Begitu banyak kreativitas dan ancaman serangan Denmark mengalir melalui Eriksen. Hjulmand tidak punya kesempatan untuk menggantikan Eriksen, jadi dia bahkan tidak mencobanya. Sebaliknya, ia mengubah sistem dan pendekatan Denmark, beralih ke tiga bek dengan bek sayap.
Denmark memasuki Euro 2020 dengan mengontrol permainan di lini tengah melalui passing segitiga, kini Hjulmand meminta pemain lebih banyak berlari kencang dan bermain lebih lugas.
Perubahan itu menimbulkan efek yang diinginkan. Denmark secara sensasional pindah dari trauma pertandingan pembukaan Euro 2020 untuk mencapai semifinal. Dan siapa bilang melenggang jauh? Ini adalah tim yang terlatih dengan baik dengan kualitas individu dan manajer yang tidak takut untuk membuat perubahan.
Tiki Taka Spanyo yang Terbatas
Spanyol bermain dengan cara yang langsung dikenali. Sepak bola mereka berputar di sekitar penguasaan bola. Mereka akan mengoper bola di antara mereka sendiri, dan, begitu celah ditemukan, menembus dan mencetak gol sesuka hati.
Gaya permainan ini paling tepat digambarkan sebagai, jika saya menguasai bola, Anda tidak dapat mencetak gol.
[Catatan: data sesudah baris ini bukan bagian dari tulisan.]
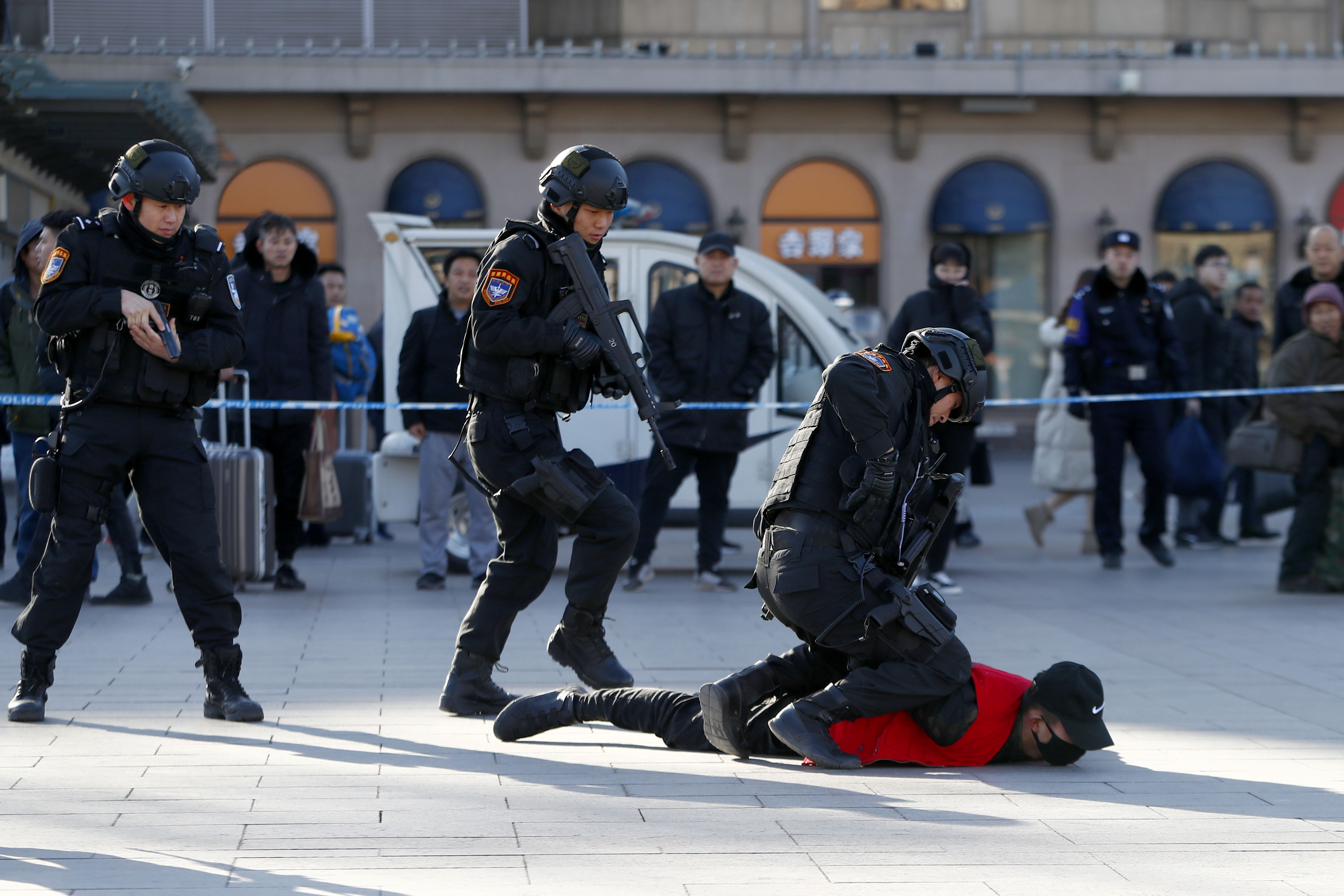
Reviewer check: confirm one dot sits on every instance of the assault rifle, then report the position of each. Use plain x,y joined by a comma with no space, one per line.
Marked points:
591,307
914,523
Dengan menjaga bola untuk jangka panjang kepemilikan, mereka memaksa tim lawan untuk mengejar bola sepanjang lapangan. Lawan akan kelelahan, membuat penetrasi yang dalam, operan terakhir (baik melalui bola, atau memotong umpan silang dari sayap) dan membuah tim Spanyol lebih mudah menyerang .
Gaya sepak bola ini, juga dikenal sebagai tiki taka, begitu mengakar di tim nasional Spanyol sehingga telah menjadi bagian dari strukturnya. Gaya ini juga diadapatasi Luis Enrique di Euro 2020.
Jika dibandingkan dengan pendahulunya, seperti Xavi, Andres Iniesta dan Diego Costa, Spanyol memiliki lebih sedikit pemain kreatif. Itu sebabnya hanya sekitar 18 persen dari netizen situs resmi UEFA yang berpikir bahwa Spanyol mungkin menjadi salah satu finalis Euro 2020.
Enrique memiliki lebih sedikit pilihan atau ruang untuk mengubah strateginya, sesuai dengan perubahan situasi di lapangan.
Meskipun begitu, Spanyol terlihat tampil meyakinkan pada fase knockout. Mereka mencetak lima gol dalam dua laga beruntun, kontra Slovakia dan Kroasia, kemudian menghancurkan Swiss.
Bukan tak mungkin, Spanyol juga bisa menjadi ancaman bagi Italia di babak semifinal.